El caldo de huesos y el caldo de pollo se utilizan comúnmente en platos como sopas, estofados y salsas. Sin embargo, estos dos tipos difieren en su método de cocción, valor nutricional y beneficios para la salud.
Estofado de huesos rico en proteínas y aminoácidos
El caldo de huesos se cocina cociendo huesos (pollo, ternera...) en agua con una pequeña cantidad de vinagre durante un largo período de tiempo, generalmente de 4 horas o más. El largo proceso de cocción ayuda a liberar nutrientes importantes como colágeno, minerales y especialmente aminoácidos.
Un vaso de caldo de huesos puede proporcionar entre 9 y 10 g de proteína. Esta es una fuente importante de nutrientes que ayuda a construir y restaurar los tejidos, apoya la inmunidad y también participa en la producción de enzimas y hormonas.
Además, se dice que el caldo de huesos también aporta muchos beneficios, como reducir la inflamación, apoyar la digestión, mejorar la salud ósea y articular y aumentar la capacidad de absorción de nutrientes.
El caldo de pollo proporciona una variedad de vitaminas y minerales.
A diferencia del caldo de huesos, el caldo de pollo se suele cocinar durante un tiempo más corto y utiliza carne, piel, tejidos adyacentes junto con verduras y especias. Gracias a esto, este tipo de caldo tiene un sabor ligero y es fácil de usar en muchos platos.
Un vaso de caldo de pollo contiene aproximadamente 6 g de proteína, menos que el caldo de huesos, pero proporciona muchos micronutrientes importantes como calcio, potasio, hierro y ácido fólico.
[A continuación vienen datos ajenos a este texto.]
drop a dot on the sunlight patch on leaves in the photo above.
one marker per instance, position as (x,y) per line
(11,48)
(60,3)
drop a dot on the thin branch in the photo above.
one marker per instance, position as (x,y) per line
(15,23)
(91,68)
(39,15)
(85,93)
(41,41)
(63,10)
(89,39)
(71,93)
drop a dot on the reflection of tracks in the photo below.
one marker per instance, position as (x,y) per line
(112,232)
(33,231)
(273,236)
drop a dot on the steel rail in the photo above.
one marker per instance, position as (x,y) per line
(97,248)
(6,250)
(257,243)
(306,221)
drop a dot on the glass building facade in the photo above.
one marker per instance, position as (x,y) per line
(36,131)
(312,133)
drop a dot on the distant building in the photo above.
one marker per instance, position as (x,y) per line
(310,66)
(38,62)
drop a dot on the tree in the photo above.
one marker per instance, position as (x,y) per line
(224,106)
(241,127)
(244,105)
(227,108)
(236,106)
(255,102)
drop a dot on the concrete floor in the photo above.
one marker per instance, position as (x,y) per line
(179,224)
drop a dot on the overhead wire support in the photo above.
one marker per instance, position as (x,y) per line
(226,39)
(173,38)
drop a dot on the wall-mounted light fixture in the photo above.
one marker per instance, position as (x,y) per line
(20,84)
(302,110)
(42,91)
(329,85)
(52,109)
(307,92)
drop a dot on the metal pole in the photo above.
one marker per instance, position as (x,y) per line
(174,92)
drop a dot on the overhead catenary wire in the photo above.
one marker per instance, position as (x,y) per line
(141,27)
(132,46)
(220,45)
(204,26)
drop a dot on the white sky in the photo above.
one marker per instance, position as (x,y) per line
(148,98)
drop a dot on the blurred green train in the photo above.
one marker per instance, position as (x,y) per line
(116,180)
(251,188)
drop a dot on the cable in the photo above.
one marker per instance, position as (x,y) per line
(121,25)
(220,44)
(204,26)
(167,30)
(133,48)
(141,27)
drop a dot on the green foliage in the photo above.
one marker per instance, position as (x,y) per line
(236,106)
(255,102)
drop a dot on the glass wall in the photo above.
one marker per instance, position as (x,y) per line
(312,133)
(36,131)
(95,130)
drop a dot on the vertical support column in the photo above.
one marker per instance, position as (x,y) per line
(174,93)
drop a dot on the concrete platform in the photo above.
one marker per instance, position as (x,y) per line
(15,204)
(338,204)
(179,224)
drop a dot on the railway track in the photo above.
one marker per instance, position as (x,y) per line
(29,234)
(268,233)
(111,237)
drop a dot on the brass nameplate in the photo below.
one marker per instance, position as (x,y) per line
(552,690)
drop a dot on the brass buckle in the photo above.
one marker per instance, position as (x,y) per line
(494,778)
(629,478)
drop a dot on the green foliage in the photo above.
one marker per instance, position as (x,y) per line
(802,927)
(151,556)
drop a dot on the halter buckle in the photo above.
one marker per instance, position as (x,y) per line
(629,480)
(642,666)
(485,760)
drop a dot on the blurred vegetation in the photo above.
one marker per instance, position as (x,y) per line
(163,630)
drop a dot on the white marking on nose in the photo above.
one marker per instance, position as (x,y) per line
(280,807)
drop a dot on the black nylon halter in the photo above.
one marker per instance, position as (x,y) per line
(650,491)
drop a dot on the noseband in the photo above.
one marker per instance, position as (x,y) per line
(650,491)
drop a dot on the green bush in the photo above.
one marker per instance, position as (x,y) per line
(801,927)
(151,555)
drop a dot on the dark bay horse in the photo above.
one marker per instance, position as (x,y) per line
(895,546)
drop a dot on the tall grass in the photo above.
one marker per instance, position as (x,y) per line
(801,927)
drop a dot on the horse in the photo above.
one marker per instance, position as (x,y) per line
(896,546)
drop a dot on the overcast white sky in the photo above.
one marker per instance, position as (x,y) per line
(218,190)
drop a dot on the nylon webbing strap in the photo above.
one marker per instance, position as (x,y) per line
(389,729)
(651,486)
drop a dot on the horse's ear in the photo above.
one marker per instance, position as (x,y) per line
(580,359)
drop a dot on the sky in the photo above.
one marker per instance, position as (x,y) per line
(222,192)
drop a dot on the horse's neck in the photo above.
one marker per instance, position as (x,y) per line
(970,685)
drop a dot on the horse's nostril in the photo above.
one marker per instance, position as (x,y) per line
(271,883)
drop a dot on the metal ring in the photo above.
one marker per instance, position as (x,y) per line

Además, el caldo de pollo también es rico en vitaminas del grupo B como niacina, vitamina B2, B6 y selenio, nutrientes que apoyan el metabolismo energético y la función nerviosa.
Comparación de nutrientes básicos
Considerando la misma porción de 1 taza:
caldo de huesos: menos calorías, rico en proteínas, casi sin carbohidratos
caldo de pollo: más calorías, más grasas y carbohidratos, más rico en vitaminas
Ambos proporcionan minerales esenciales como calcio, magnesio, zinc y fósforo, factores importantes para la salud ósea, muscular y cardiovascular.
¿Qué tipo elegir?
La elección depende de tus objetivos y hábitos. Si necesitas complementar con proteínas, apoyar la recuperación del cuerpo o quieres una bebida nutritiva concentrada, el caldo de huesos es la opción adecuada.
Mientras tanto, el caldo de pollo es adecuado para cocinar a diario, ayudando a aumentar el sabor de los platos y proporcionando vitaminas y minerales adicionales.
Otro factor importante es el tiempo. El caldo de huesos requiere muchas horas de preparación, mientras que el caldo de pollo se puede preparar más rápido, adecuado para personas ocupadas.
Notas al usar
Los productos enlatados suelen contener mucho sodio. Por lo tanto, si elige comprarlos ya preparados, debe leer atentamente la etiqueta nutricional para controlar la ingesta de sal.